In this notebook, we are going to continue using our Ames Housing regression data focused on predicting home sales prices. However, our focus in this notebook is to illustrate:
- Variability in model performance will exists for two reasons
- How to apply different validation procedures
Package requirements
library(keras) # for deep learning
library(testthat) # unit testing
library(tidyverse) # for dplyr, ggplot2, etc.
library(rsample) # for data splitting
library(recipes) # for feature engineering
The Ames housing dataset
For this case study we will use the Ames housing dataset provided by the AmesHousing package.
ames <- AmesHousing::make_ames()
dim(ames)
[1] 2930 81
Create train & test splits
Let’s create our own training and testing samples, which we can do with the rsample package.
set.seed(123)
ames_split <- initial_split(ames, prop = 0.7)
ames_train <- analysis(ames_split)
ames_test <- assessment(ames_split)
dim(ames_train)
[1] 2051 81
dim(ames_test)
[1] 879 81
Preparing the data
The first thing we need to do is prepare our data by:
- removing any zero-variance (or near zero-variance) features
- condensing unique levels of categorical features to “other”
- ordinal encoding the quality features
- normalize numeric feature distributions
- standardizing numeric features to mean = 0, std dev = 1
- one-hot encoding remaining categorical features
This is the same procedure we used in the first case study.
blueprint <- recipe(Sale_Price ~ ., data = ames_train) %>%
step_nzv(all_nominal()) %>%
step_other(all_nominal(), threshold = .01, other = "other") %>%
step_integer(matches("(Qual|Cond|QC|Qu)$")) %>%
step_YeoJohnson(all_numeric(), -all_outcomes()) %>%
step_center(all_numeric(), -all_outcomes()) %>%
step_scale(all_numeric(), -all_outcomes()) %>%
step_dummy(all_nominal(), -all_outcomes(), one_hot = TRUE)
prepare <- prep(blueprint, training = ames_train)
baked_train <- bake(prepare, new_data = ames_train)
baked_test <- bake(prepare, new_data = ames_test)
# unit testing to ensure all columns are numeric
expect_equal(map_lgl(baked_train, ~ !is.numeric(.)) %>% sum(), 0)
expect_equal(map_lgl(baked_test, ~ !is.numeric(.)) %>% sum(), 0)
baked_train
Next, we create our features and labels dataset for training and testing purposes.

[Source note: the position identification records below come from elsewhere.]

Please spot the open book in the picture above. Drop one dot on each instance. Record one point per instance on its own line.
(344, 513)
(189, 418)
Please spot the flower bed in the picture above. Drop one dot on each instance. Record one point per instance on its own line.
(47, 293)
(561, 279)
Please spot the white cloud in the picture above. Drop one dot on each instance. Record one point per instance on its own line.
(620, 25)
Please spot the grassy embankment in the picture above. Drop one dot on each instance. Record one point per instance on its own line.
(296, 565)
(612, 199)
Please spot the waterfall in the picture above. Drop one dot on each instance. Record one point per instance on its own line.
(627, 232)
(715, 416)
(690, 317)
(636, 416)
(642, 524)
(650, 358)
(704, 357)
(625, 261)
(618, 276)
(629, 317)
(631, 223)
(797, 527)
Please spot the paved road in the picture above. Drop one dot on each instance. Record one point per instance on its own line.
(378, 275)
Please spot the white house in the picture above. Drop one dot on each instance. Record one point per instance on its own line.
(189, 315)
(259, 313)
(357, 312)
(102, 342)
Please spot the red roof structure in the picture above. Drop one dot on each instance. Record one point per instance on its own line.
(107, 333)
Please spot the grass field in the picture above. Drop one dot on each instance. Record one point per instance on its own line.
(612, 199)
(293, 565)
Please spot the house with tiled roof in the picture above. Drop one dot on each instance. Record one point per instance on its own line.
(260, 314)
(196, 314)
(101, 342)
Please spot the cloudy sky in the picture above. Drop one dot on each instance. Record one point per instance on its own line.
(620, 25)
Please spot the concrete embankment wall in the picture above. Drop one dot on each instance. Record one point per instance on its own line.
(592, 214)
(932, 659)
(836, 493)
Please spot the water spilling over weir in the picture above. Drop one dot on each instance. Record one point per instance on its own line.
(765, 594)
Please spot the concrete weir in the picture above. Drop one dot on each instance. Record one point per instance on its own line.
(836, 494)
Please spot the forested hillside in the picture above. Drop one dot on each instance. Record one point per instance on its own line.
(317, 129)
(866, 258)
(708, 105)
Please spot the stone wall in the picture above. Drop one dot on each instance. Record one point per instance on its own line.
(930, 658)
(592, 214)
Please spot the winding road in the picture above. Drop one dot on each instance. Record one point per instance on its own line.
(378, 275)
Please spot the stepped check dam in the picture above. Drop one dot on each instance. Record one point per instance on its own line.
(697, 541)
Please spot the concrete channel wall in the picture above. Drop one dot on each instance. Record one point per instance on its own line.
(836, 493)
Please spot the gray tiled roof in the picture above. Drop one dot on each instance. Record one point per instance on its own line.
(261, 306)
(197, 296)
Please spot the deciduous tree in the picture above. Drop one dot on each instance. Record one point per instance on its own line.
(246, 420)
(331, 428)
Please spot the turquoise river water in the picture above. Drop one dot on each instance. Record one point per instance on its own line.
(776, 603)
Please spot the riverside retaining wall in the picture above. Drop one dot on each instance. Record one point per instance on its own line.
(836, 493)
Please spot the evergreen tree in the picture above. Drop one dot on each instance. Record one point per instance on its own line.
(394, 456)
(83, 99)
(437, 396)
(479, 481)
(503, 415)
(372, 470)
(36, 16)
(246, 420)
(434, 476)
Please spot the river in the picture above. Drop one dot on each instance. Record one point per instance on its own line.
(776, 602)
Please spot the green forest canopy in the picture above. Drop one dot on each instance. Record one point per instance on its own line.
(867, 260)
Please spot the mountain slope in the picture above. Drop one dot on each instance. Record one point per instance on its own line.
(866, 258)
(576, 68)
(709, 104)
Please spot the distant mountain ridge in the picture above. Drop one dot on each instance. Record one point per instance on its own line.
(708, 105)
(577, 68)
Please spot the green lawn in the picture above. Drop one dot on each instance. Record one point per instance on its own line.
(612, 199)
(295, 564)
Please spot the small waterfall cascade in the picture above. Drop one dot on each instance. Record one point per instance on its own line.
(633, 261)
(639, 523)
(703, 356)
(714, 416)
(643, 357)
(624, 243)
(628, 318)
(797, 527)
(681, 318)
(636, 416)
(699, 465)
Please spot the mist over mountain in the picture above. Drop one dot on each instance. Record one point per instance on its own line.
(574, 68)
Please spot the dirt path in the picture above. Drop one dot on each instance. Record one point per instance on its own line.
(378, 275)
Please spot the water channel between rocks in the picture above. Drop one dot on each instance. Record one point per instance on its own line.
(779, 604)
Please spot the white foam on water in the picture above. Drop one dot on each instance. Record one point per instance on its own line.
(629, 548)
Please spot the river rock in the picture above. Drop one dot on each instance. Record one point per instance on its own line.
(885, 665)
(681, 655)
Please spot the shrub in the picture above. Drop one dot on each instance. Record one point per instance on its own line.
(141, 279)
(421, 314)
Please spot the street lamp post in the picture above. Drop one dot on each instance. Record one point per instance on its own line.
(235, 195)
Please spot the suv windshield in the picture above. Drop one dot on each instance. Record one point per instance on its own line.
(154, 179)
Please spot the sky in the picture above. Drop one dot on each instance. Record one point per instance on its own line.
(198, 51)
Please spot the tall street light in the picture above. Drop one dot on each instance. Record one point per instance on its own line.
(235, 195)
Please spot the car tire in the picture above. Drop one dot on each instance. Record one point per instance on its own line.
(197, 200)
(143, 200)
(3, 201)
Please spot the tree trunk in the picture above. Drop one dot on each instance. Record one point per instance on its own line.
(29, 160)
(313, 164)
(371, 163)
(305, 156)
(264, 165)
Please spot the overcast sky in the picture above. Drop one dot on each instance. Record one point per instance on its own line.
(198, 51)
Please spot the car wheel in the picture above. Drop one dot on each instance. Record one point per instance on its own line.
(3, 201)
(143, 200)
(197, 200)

x_train <- select(baked_train, -Sale_Price) %>% as.matrix()
y_train <- baked_train %>% pull(Sale_Price)
x_test <- select(baked_test, -Sale_Price) %>% as.matrix()
y_test <- baked_test %>% pull(Sale_Price)
# unit testing to x & y tensors have same number of observations
expect_equal(nrow(x_train), length(y_train))
expect_equal(nrow(x_test), length(y_test))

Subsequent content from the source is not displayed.